Sunday, September 20, 2009

To Hope and back

To Hope and back, kind of epic sounding. Another title for this post might have been, "The full Resurrection." Also pretty out of this world.
Both are fitting.
On Saturday I went for it, and took off 40 miles one way on the bike from the Resurrection Trail Head in Cooper Landing north bound to Hope, no return shuttle.
The original plan was to go there and back, all on the trail, +/- 80 miles of Alaska backcountry single track riding through peak foliage.
While I made good time from Cooper Landing, climbing a little over about 15 miles with 2,200 feet of elevation gain to the pass in just under three hours, the 25 mile descent to the northern trail terminus took another two hours.
I found the north side of the pass was soaked compared to the very dry south. The trail itself is also rootier.
While 40 miles in five hours is pretty good on fat tires, it was 2:40 in the afternoon when I hit trail's end, and I knew the climb back up through the slop was going to be much slower.
I made a few mistakes on this trip.
First, I really should have started much earlier, I rolled out at 9:40 a.m., way too late to be trying to push such a big day this time of year. With the sun setting at 8:15, I knew I'd be just getting off the trail if I could make the same time on the way back, and that dusk period is a time of the day I also refer to as bear:30 around these parts.
More to the point, there was no way I was going to make the same time going back. The best advice I've ever been given about long rides is this: try to to envision yourself powered not by a truck motor, but a rechargeable battery.
It's 100% true, nurse your juice and use power wisely you'll go far, but eventually you'll drain. I was definitely more than half done when I hit the Hope side.
Second, the trail was slimy and with a low profile tread on my rear tire, I'd be spinning my wheel or chugging real slow, not to mention all the roots would be keeping my momentum down on any dry sections.
On top of all this, I needed water and had no purification tabs. Up high I don't worry about filling up from smaller streams I can see pouring out of steep gullies, but down low its a real crapshoot, no pun intended.
Going a few more miles down the road to Hope to fill up would guarantee a long climb back to the parking lot and an assured ride in the dark with the bruins.
The other thing that could seal the deal on that trek in the dark was the always possible mechanical, and looking at the coating of mud from the descent, I knew my chain would have plenty of time to slather itself in more clay muck on the upward slog. Bringing a sport bottle to fill with stream water and spray off the grime might have prevented that.
Maybe next weekend?
I had no choice but to hit the highway and take the road home.
While riding next to Anchorage-ants hauling arse through the mountains at mach-10 in their Ford and Chevy monster trucks is just as scary as being caught in the dark in bear country, not to mention longer mileage wise, I could make better time on the asphalt and knew I'd get back to the car before dark.
While the map below says the route is 90 miles, it quite clearly fails to take into account the switchbacks and contouring of the trail, and having done many a long ride, I'm comfortable saying this was a 100+ mile day, 40 trail, 60 road.
On the plus side to the highway ride, I got to see Hope. It would have been a real shame to ride all that way through so much country just to miss it.
I've never been to the little town, pop. 137, accessed by the Hope Highway which spurs off the Seward Highway between Turnagain and Summit Pass. The other pupular route to Hope is the the the Resurrection Trail.
Think about this, I've never visited this town, so I got on my bike and rode 40 miles through the backcountry over a mountain pass to get to it; where else can this happen?
Hope is one of the few places you could ride a bike past and never see if it weren't for the fact that the road ends.

Glass calm Juneau Lake

Weeds growing from the sky. To see how much the camera can wash out the sky, I rotated this shot 180 degrees. The reflection on the water's surface is certainly more reflective of reality. This is the only shot posted that's upside down, but I'm leaving it.

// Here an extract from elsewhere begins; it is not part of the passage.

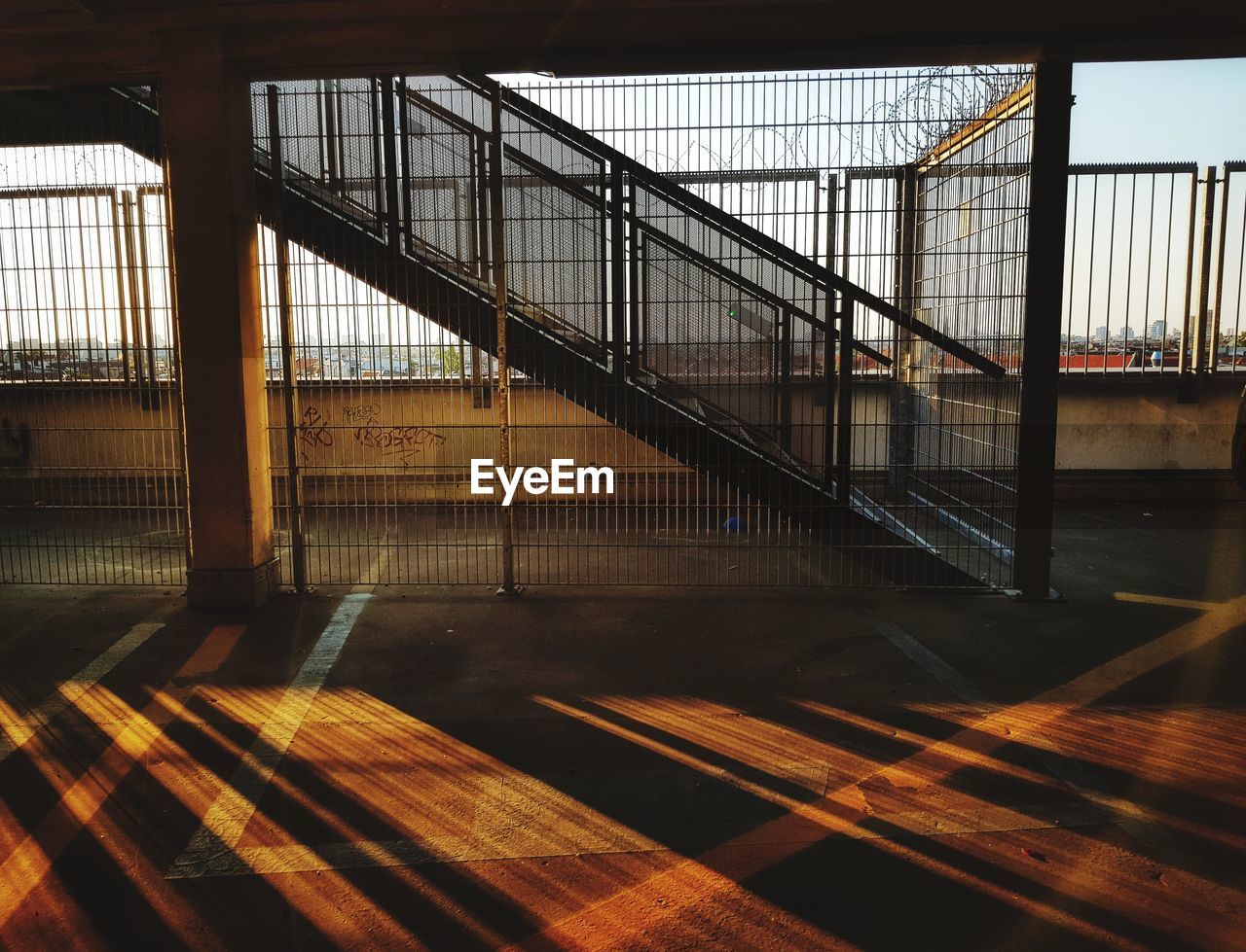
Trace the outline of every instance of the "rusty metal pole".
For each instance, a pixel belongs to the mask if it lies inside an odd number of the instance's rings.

Spruce grouse. I saw over a dozen on the whole course, 10 in one five mile stretch. If I had a sure shot I could have brought home a bag limit. I may be back next weekend

Swan Lake.

See anything interesting on that hillside?

How about now?

This is as good as it gets with a limited zoom, but the slope was covered in grazing sheep. Both pictures may be enlarged.

Swan Lake.

Check out the tie-die colored out wash at the base of that peak.

Resurrection Creek

Hope airstrip. The mountains in the distance are on the other side of Cook Inlet.